Proving that the smooth, compactly supported functions are dense in $L^2$.

My intuition for (1) is to approximate the smooth, compactly-supported functions with compactly-supported step functions.

This is backwards. You should approximate things with smooth compactly supported functions, not the other way around.

I think there is no way around using mollifiers; how else will you construct smooth functions? Here is my approach:

Let $\Omega$ be any open subset of $\mathbb R^n$. For $x\in\Omega$, let $d(x)$ be the distance from $x$ to $\partial\Omega$. Given $f\in L^2(\Omega)$, define $$f_n(x) = \begin{cases} f(x)\quad &\text{ if }\ d(x)>1/n \\ 0\quad &\text{ if }\ d(x)\le 1/n \end{cases}$$ Note that $(f_n-f)^2$ converges to $0$ pointwise, and is dominated by $f^2$. By the dominated convergence theorem, $\|f_n-f\|_{L^2}\to 0$.

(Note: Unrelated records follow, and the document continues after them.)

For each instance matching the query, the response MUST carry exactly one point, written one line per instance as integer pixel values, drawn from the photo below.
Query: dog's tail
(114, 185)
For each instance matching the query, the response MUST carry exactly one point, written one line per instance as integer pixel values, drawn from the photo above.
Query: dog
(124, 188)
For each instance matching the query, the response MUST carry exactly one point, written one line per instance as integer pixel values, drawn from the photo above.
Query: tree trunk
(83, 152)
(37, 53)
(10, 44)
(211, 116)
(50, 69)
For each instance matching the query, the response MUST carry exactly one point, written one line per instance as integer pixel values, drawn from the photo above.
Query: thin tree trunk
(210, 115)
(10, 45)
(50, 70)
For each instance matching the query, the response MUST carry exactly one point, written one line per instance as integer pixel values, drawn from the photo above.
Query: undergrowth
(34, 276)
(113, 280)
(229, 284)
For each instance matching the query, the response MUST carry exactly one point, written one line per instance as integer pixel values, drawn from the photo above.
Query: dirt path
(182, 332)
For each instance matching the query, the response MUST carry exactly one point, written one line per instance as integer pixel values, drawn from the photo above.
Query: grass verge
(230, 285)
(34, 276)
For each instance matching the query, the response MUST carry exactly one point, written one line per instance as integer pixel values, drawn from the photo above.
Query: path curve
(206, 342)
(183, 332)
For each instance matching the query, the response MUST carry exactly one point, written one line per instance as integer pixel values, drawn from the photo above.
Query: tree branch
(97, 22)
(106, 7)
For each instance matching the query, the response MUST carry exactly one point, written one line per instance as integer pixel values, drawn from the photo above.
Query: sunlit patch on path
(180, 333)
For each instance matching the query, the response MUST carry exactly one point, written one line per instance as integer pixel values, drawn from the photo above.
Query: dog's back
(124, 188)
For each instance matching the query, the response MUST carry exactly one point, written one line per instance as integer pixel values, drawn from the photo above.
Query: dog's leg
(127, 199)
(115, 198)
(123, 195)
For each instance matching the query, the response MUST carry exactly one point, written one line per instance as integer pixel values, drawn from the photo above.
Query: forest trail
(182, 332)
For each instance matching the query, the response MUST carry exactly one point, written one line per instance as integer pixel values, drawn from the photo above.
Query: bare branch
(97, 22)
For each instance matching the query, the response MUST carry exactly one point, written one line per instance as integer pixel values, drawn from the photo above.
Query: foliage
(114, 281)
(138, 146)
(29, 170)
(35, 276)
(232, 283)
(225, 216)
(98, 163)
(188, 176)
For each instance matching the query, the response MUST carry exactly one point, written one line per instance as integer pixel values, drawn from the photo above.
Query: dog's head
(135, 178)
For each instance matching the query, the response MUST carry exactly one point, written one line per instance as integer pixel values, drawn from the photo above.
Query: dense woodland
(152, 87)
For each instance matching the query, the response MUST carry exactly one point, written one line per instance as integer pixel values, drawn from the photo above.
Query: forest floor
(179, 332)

Next, approximate $f_n$ by $f_n*\phi_\epsilon$, where the mollifier $\phi_\epsilon$ is supported in a ball of radius $\epsilon<1/n$. This will ensure that the convolution is both smooth and compactly supported in $\Omega$. The $L^2$ convergence of mollified functions is a standard fact.


In advance: I don't have enough reputation to comment. This will not be a full answer.

I've worked through the density problem in a German professor's lecture notes.

You might actually get enough information out of them without really understanding German, since she relies heavily on symbolic notation. It's also proven for general $L^p$-spaces (except for $L^\infty$, of course).

These are the lecture notes: http://www.minet.uni-jena.de/~haroske/ha-1/ha-1_2.pdf‎

Look at page 46 ff.. There may be references to her first part of these notes, which you can get at http://www.minet.uni-jena.de/~haroske/ha-1/ha-1_2.pdf‎.

There are very few German words really, hardly a sentence, so any online dictionary might serve you well enough. The proof is quite elementary, you only need some knowledge about the Lebesgue integral as far as I remember.